Following up a deflating shootout loss with a three-day break in the schedule might not seem like a desirable itinerary for the Wild since it has to wait until Thursday to make amends for letting four leads slip away en route to a 5-4 letdown to the Flames Sunday night at Xcel Energy Center.

But a day off Monday and a couple days at the practice rink is exactly what the Wild wants right now.

 

 

“The day off is coming at a good time and then two good practices hopefully,” coach Bruce Boudreau said.

After being idle Monday, the Wild will regroup for practice Tuesday and Wednesday before traveling to Calgary for the rematch Thursday.

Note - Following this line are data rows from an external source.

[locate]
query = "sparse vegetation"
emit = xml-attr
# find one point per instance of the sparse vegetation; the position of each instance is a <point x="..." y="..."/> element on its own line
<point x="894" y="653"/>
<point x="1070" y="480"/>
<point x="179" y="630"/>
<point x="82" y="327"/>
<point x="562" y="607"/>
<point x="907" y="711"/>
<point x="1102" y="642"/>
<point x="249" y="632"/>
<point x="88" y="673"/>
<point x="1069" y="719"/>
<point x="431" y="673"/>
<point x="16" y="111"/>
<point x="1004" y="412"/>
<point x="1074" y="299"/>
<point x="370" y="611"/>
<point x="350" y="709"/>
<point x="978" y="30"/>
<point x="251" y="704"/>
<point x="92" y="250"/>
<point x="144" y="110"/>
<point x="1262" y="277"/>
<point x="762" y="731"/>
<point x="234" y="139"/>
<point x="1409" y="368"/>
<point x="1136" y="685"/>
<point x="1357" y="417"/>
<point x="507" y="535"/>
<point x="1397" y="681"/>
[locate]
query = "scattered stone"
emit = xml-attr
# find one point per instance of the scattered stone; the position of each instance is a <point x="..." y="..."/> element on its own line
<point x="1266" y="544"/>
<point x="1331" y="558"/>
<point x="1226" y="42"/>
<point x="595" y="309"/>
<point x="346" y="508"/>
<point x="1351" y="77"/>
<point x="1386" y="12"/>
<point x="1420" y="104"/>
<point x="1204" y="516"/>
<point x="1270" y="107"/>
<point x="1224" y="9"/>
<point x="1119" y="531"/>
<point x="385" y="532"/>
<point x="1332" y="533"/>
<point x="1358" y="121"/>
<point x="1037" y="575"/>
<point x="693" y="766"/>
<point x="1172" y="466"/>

And it isn’t tough to guess where the focus will shift in the meantime after the team was burned for two power play goals Sunday while scoring just once in its two chances.

Special teams slipped further under the microscope after this setback, particularly the penalty kill.

Since Nov.21, a span of 22 games, the Wild has surrendered 20 power play goals in 62 shorthanded situations – a 67.7 percent efficiency that ranks last in the NHL during that time.

“It's not that teams are making great plays and beating us,” Boudreau said. “We give pucks away, and they put it in the net.”

Although the power play delivered the game’s first goal, the Wild came up emptyhanded when it was given a glorious chance in overtime – getting a 4-on-3 advantage after Flames captain Mark Giordano was called for tripping.

But the setup that worked Saturday to propel the Wild to a 3-2 overtime win over the Jets wasn’t successful Sunday, and that opened the door for Calgary to prevail in the shootout.

“On the 4-on-3, [we] should have scored,” winger Kevin Fiala said.

Despite going into this mini-lull on a loss, winger Marcus Foligno expected the vibe to be upbeat when the team reconvenes Tuesday.

“I think we’re happy to get a day off here and just regroup,” he said. “That’s the biggest thing. We have two practice days, which will be nice. Tuesday will be a hard practice. I think just go back to the basics a little bit.”

It’ll be interesting to see if Boudreau reshuffles the lines at practice or sticks with the look he debuted Sunday.

Against the Flames, Jordan Greenway started on the fourth line and Ryan Donato took Greenway’s spot on the top line next to center Eric Staal and right winger Mats Zuccarello.

Greenway did score in the third period, his first in 11 games, but there was a message behind the move.

“I hate to use the word intensity, so I’ll use the word consistency,” Boudreau said when asked what’s been missing from Greenway’s game. “That’s what we talk about. When he’s a mean player every night, he’s really, really good. When he’s not, he’s average.”

Another player who capitalized on his recent change of scenery is Foligno.

He scored twice against the Flames to wrap the weekend with three goals and an assist, this after he was moved from the fourth line to the third ahead of Saturday’s game. With seven goals, Foligno’s already matched his goal output from last season.

“He’s earned it,” Boudreau said. “He works hard. He’s a great team player. He does all the right things as far as off the ice, on the ice, competing in practice, showing up for everything. So you really like to see those guys succeed and get breaks.”

One other angle to keep an eye on involves goalie Alex Stalock.

Although he was bowled over in the crease in the third period by the Flames’ Dillon Dube, the play didn’t result in a goalie interference penalty. The non-call comes on the heels of Stalock getting fined by the NHL for diving/embellishment.

“[The referees] have to make a judgment call is he diving? is he not diving?” Boudreau said. “So, they make that call. But it’s unfortunate if you get that reputation, you’re eventually not going to get the call ever.”